BioSamples

Last updated
BioSamples
Logo of BioSamples.png
Content
DescriptionA database containing aggregated information pertaining to reference samples and samples stored in the European Bioinformatics Institute assay databases.
Data types
captured
Biological sample metadata
Organisms All
Contact
Research center European Bioinformatics Institute.
AuthorsMikhail Gostev
Primary citationGostev & al. (2012) [1]
Release date2011
Access
Data format XML, RDF
Website EBI page, NCBI page
Download URL EBI FTP
Web service URL REST
Sparql endpoint BioSD Sparql
Tools
Web Sample display, advanced search by samples and groups, sorting by columns, links to assay database record
Miscellaneous
License Unrestricted
Versioning Yes
Data release
frequency
Daily
Curation policyYes (manual)
Bookmarkable
entities
Yes - samples and sample groups

BioSamples (BioSD) is a database at European Bioinformatics Institute for the information about the biological samples used in sequencing. [1]

Contents

It stores submitter-supplied metadata about the biological materials from which data stored in the National Center for Biotechnology Information’s (NCBI) primary data archives are derived. NCBI’s archives hosts data pertaining to diverse types of samples from many species, and as such the BioSample database is similarly diverse. Examples of a BioSample include a primary tissue biopsy, an individual organism or an environmental isolate.
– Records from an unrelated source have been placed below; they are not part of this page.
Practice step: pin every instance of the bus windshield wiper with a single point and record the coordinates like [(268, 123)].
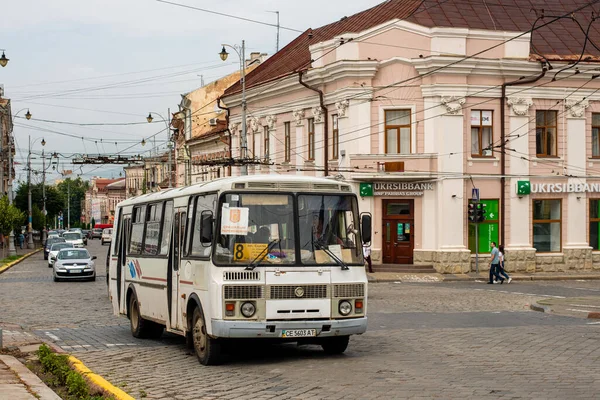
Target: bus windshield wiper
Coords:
[(261, 256), (320, 246)]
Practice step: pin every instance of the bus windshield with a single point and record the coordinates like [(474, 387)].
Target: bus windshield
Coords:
[(328, 227), (256, 226), (262, 227)]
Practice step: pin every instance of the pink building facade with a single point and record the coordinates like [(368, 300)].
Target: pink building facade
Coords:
[(416, 107)]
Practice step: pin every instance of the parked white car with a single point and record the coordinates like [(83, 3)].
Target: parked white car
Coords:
[(73, 238), (54, 249), (74, 264), (106, 235)]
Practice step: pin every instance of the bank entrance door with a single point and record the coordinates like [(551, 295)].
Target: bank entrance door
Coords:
[(398, 231)]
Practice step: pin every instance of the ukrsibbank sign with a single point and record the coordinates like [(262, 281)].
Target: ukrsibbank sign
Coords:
[(565, 188), (400, 188)]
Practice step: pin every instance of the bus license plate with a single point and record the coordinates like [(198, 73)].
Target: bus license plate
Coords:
[(299, 333)]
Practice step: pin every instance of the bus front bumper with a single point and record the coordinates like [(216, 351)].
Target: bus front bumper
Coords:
[(275, 329)]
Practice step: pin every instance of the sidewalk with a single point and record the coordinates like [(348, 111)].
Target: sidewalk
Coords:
[(586, 307), (482, 276)]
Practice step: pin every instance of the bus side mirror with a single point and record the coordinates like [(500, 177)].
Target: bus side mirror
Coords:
[(365, 226), (206, 227)]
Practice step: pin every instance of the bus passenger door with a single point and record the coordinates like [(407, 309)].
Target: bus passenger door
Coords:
[(175, 263)]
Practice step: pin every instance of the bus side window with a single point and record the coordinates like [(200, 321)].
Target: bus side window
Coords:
[(203, 203)]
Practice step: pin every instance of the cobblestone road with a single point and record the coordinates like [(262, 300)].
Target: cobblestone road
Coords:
[(438, 340)]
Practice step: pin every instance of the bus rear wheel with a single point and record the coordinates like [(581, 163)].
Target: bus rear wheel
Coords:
[(208, 350), (140, 327), (335, 345)]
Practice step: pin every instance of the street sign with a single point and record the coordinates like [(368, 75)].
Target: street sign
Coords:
[(475, 194)]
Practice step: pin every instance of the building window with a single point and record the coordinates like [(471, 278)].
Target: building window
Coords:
[(397, 132), (545, 133), (311, 139), (596, 135), (487, 231), (266, 142), (547, 225), (595, 224), (481, 133), (336, 137), (287, 141)]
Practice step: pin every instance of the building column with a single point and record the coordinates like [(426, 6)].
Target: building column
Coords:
[(576, 249), (519, 253)]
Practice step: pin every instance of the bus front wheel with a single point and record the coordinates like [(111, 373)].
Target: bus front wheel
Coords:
[(140, 327), (208, 350), (335, 345)]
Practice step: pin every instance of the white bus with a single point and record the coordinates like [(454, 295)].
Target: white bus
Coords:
[(263, 256)]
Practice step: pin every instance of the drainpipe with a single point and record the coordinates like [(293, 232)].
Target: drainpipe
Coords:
[(325, 127), (227, 121), (503, 145)]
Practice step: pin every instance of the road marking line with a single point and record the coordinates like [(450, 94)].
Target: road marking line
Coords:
[(583, 305)]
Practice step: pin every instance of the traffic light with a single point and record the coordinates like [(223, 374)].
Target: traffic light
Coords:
[(472, 212), (481, 212)]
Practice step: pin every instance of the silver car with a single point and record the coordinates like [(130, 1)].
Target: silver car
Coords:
[(74, 264)]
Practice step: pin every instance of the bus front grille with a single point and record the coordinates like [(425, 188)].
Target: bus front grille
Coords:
[(239, 292), (349, 290), (241, 275), (298, 292)]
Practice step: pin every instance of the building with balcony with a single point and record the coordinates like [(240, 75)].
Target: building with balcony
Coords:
[(417, 103)]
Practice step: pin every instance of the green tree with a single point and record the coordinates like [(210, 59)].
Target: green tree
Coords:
[(10, 217)]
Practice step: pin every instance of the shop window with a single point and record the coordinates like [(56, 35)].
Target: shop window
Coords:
[(287, 141), (547, 225), (487, 231), (545, 133), (595, 224), (481, 133), (596, 135), (336, 137), (397, 131), (311, 139)]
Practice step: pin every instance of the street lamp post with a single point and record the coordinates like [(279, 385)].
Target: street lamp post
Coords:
[(29, 207), (149, 118), (241, 52), (11, 245)]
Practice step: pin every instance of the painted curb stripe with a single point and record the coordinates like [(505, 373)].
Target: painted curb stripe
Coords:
[(96, 379), (13, 263)]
The BioSamples database captures sample metadata in a structured way by encouraging use of controlled sample attribute field name vocabularies. This metadata is key in giving the sample data context, allowing it to be more fully understood, reused, and enables aggregation of disparate data sets.

Sample metadata is linked to relevant experimental data across many archival databases relieving submitter burden by enabling one-time submission of sample description. They then can reference that sample, when necessary, when making data deposits to other archives.

BioSample records are indexed and searchable, supporting cross-database queries by sample description.

History

The BioSamples database was launched in 2011 to help aggregate and standardise sample metadata. Historically, each archive had created its own convention for sample metadata collection. These usually were limited in their standardisation and had no method to indicate when the a sample was used across multiple data sets. In addition to this, there is a growing awareness amongst the research community that sample metadata is vital for understanding the underlying data. Further, chances for re-use, aggregation and integration of data are increased with improved metadata. The database was initially populated with existing descriptions extracted from SRA, EST, GSS and dbGaP. [2] As of May 2013, the database hosts almost 2 million BioSample records encompassing 18,000 species. [3]

Content

The BioSamples database has doubled in size since January 2012 when 1 million samples were described in the BioSamples database, as of October 2013 2,846,137 samples are available as 80,232 groups. [4] The rapid growth is predominantly due to new data sources, and increased volume of data from existing sources. New data sources include 22,288 samples from The Cancer Genome Atlas, and 920,441 samples from the Catalogue of Somatic Mutation in Cancer (COSMIC). [5]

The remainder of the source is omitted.